La fine, per Berlusconi, è vicina. Il 27 novembre l’Aula voterà la sua decadenza. A poco sono valse le richieste di far slittare lo scrutinio, magari come ha chiesto Alfano per far spazio alla ben più urgente discussione sulla legge di Stabilità. Eppure, l’ex premier potrebbe tirare fuori l’ennesimo coniglio dal cilindro, dimettendosi all’ultimo momento. L’ipotesi sin qui ritenuta impraticabile, per lo più per ragioni di orgoglio personale, torna in auge. Se Berlusconi lasciasse il proprio seggio prima del pronunciamento dell’Aula, infatti, il Senato non potrebbe più votare sulla decadenza stessa. Tuttavia, come prevede la Costituzione, avrebbe l’obbligo di esprimersi nuovamente con un voto (ma questa volta a scrutinio segreto) sulle dimissioni volontarie. E, a quel punto, passerebbero settimane. Luciano Ghelfi, cronista del Tg2, ci spiega cosa non va in questa ricostruzione.
Berlusconi potrebbe aver fatto un calcolo del genere?
La teoria sta in piedi. Tuttavia, c’è un grosso problema. Le dimissioni, infatti, rischiano di precludere i ricorsi in sede europea.
Perché?
Perché, semplicemente, verrebbe a mancare l’oggetto del contendere. Berlusconi, a quel punto, ricorrerebbe contro una legge che ritiene ingiusta, appellandosi al principio del non retroattività delle pene; ma lo farebbe per difendere un seggio in Senato che, poco prima, avrebbe lasciato lui stesso spontaneamente.

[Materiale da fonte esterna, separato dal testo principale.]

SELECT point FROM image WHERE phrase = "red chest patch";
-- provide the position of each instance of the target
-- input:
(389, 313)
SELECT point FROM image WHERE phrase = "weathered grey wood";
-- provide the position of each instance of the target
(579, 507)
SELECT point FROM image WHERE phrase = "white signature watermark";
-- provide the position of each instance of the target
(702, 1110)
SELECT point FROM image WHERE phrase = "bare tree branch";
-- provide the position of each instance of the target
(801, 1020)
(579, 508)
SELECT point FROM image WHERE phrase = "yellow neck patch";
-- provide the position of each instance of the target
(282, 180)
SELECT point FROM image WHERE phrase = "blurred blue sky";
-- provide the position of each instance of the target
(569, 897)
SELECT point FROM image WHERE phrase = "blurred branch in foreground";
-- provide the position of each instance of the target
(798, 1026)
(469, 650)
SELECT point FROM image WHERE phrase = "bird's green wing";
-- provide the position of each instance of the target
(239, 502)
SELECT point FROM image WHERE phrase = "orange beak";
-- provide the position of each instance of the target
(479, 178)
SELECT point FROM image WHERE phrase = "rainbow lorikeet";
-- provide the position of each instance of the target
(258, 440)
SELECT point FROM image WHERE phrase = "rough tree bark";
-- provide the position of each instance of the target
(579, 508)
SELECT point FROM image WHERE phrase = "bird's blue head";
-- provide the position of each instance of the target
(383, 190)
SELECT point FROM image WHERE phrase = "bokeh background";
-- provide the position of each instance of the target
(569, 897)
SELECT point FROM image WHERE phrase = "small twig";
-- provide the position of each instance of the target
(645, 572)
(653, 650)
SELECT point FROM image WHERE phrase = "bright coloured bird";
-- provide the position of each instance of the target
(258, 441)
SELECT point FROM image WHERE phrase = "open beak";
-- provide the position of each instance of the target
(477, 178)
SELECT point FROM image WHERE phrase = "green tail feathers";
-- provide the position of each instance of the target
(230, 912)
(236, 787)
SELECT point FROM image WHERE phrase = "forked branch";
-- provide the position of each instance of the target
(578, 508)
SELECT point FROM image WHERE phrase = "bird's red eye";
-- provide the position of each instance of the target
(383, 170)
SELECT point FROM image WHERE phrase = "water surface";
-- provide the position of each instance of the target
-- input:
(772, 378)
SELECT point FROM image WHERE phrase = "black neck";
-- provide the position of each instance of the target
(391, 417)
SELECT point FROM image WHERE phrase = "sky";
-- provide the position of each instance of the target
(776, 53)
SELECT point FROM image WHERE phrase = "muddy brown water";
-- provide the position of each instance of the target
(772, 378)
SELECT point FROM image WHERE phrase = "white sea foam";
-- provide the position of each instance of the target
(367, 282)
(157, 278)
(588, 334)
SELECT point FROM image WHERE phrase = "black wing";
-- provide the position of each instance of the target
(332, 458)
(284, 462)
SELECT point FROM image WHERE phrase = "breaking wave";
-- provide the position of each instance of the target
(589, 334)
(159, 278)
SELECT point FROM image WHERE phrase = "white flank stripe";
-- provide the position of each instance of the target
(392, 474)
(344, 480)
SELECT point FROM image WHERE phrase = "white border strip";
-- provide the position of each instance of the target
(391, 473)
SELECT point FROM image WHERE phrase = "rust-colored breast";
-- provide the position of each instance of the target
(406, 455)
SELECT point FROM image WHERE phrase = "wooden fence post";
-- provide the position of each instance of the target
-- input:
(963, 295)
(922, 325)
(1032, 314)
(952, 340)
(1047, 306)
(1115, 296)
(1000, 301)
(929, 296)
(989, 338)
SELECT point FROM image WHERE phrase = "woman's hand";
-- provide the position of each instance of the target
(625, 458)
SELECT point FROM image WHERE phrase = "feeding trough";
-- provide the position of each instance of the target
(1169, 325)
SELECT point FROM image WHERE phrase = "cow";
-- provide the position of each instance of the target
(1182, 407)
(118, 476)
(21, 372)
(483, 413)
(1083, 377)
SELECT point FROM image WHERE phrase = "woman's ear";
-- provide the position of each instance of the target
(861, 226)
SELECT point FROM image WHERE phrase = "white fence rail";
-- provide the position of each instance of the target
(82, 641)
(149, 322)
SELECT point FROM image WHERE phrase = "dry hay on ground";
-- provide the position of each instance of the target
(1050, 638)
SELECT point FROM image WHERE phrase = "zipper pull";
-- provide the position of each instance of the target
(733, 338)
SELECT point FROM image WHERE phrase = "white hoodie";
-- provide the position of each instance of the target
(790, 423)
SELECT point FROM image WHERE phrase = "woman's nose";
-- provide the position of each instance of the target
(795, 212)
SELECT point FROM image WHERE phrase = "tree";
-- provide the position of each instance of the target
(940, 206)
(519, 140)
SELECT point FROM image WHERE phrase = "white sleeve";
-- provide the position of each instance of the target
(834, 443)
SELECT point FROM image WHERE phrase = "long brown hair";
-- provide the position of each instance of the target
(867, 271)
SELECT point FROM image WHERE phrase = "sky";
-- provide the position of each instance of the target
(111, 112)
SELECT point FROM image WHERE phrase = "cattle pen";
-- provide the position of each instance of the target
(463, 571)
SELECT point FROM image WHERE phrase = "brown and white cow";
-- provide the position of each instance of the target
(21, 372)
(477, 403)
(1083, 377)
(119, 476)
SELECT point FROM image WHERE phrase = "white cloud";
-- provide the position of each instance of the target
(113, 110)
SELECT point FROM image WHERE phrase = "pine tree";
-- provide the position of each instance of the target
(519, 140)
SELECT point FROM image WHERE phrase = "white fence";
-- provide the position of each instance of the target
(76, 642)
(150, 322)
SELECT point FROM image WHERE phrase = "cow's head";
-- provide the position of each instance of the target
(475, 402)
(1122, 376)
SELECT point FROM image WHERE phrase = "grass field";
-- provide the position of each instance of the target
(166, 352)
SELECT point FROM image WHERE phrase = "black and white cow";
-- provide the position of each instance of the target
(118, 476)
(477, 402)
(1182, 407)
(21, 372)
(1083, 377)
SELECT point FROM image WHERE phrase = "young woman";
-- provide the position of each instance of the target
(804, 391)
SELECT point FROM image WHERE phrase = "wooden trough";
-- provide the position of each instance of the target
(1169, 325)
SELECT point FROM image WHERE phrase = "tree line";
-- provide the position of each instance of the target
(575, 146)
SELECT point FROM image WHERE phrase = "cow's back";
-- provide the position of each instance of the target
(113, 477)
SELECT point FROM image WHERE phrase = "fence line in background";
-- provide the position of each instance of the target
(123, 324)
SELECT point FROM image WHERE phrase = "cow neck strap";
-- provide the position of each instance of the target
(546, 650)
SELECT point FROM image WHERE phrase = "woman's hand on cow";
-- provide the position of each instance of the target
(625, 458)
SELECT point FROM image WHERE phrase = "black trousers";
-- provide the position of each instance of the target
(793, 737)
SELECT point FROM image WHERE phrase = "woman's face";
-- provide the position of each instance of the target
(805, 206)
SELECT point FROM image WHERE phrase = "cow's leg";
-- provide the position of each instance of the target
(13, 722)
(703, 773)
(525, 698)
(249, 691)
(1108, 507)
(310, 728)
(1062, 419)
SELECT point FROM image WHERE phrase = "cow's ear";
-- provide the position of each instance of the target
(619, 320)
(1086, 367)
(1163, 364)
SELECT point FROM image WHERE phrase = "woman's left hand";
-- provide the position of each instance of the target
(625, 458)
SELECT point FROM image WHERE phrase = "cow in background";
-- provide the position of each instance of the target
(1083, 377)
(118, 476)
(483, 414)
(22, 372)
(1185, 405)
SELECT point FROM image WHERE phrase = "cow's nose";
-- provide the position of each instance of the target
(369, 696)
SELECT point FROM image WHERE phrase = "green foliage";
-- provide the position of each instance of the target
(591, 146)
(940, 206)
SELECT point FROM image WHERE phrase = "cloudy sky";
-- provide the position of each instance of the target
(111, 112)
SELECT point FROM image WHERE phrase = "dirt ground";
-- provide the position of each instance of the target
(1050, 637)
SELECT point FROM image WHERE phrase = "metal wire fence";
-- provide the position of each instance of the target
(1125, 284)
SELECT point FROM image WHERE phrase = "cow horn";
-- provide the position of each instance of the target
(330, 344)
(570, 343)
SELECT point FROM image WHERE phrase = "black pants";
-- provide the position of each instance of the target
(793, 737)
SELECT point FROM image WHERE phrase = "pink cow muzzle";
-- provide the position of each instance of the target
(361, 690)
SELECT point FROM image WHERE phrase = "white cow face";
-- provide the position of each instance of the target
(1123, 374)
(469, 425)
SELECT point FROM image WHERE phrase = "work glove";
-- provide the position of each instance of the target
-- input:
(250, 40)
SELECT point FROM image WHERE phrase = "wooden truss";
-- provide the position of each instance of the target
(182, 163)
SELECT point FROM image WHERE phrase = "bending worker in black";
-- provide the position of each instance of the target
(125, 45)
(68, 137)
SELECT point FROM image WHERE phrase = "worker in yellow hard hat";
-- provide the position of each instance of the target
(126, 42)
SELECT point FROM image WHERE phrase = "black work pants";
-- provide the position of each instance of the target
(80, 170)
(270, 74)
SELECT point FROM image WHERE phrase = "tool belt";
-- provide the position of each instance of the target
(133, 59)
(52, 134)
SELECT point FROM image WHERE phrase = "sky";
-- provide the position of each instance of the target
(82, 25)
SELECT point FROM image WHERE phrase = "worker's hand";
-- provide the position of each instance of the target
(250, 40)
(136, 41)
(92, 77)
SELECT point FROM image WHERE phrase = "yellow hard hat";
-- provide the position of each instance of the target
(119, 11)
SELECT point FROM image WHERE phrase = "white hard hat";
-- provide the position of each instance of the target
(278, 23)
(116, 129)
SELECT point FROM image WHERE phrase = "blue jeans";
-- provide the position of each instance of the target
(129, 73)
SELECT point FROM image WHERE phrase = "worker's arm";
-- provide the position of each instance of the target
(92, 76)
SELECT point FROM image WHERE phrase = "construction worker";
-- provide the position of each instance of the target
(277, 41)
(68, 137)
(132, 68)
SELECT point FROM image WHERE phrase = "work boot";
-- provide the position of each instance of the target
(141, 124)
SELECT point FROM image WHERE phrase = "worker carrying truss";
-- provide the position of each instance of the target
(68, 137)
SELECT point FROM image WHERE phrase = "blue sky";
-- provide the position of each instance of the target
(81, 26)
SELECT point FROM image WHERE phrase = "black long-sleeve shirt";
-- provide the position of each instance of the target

In queste ore, quindi, che valutazioni sta facendo?
Si sta consultando con i suoi avvocati per capire se tale preclusione scatterebbe effettivamente. Sembra che si tratti di un’opzione più che probabile.
Quindi?
Se il suo scopo è quello di guadagnare, semplicemente, qualche settimana, la mossa della dimissioni sarebbe indubbiamente quella maggiormente in grado di sparigliare. Se, invece, vuol vedere ribaltata la pronuncia sulla decadenza, gli occorrerà estrema cautela.
Perché la sentenza, in sede europea, potrebbe essere realmente ribaltata?
Sì, c’è questa possibilità.
Resta il fatto che, a quel punto, avrebbe abbondantemente superato gli 80 anni.
Non direi. La giustizia europea è molto più veloce di quella italiana. Non credo che occorrerà più di un anno per arrivare a un pronunciamento. Al momento l’analisi del caso non è ancora iniziata perché, semplicemente, la questione non si è ancora chiusa. Le Corti europee si adiscono laddove siano stati esperiti tutti i gradi di giudizio in sede nazionale. Si dovrà attendere, quindi, non solo il voto dell’Aula del 27 novembre ma, probabilmente, anche la sentenza della Cassazione relativa alla riformulazione da parte della Corte d’Appello della pena accessoria (due anni di interdizione dai pubblici uffici).
Oltre a poter dire che aveva ragione lui, in ogni caso, cosa ci guadagnerebbe? Una sentenza di questo tipo potrebbe forse rimetterlo in gioco politicamente?
Senza dubbio. Non solo: si determinerebbe un effetto a catena dirompente per tutto lo scenario politico nazionale. I suoi ex alleati, come minimo, si troverebbero costretti a chiedergli scusa. Ma anche buona parte dei suoi avversari. Addirittura, si può ipotizzare che un Parlamento che abbia cacciato Berlusconi ingiustamente, possa risultare ipso facto delegittimato.
Questo cosa comporterebbe?
Berlusconi avrebbe tutte le ragioni per pretendere le elezioni anticipate. Sarebbe il caos.
Se le cose stanno così, l’ipotesi che non si dimetta sembra la più probabile.
Indubbiamente, anche perché non dobbiamo dimenticare che Berlusconi non è di certo tipo da dimettersi. Presumibilmente, quindi, il 27 si presenterà in Senato e pronuncerà un discorso durissimo nei confronti, in particolare, delle istituzioni.
Napolitano, in questa partita, che ruolo può giocare?
Nessuno. Se non ha agito fin qui in nessun modo, non potrà di certo farlo ora che la situazione si è così complicata.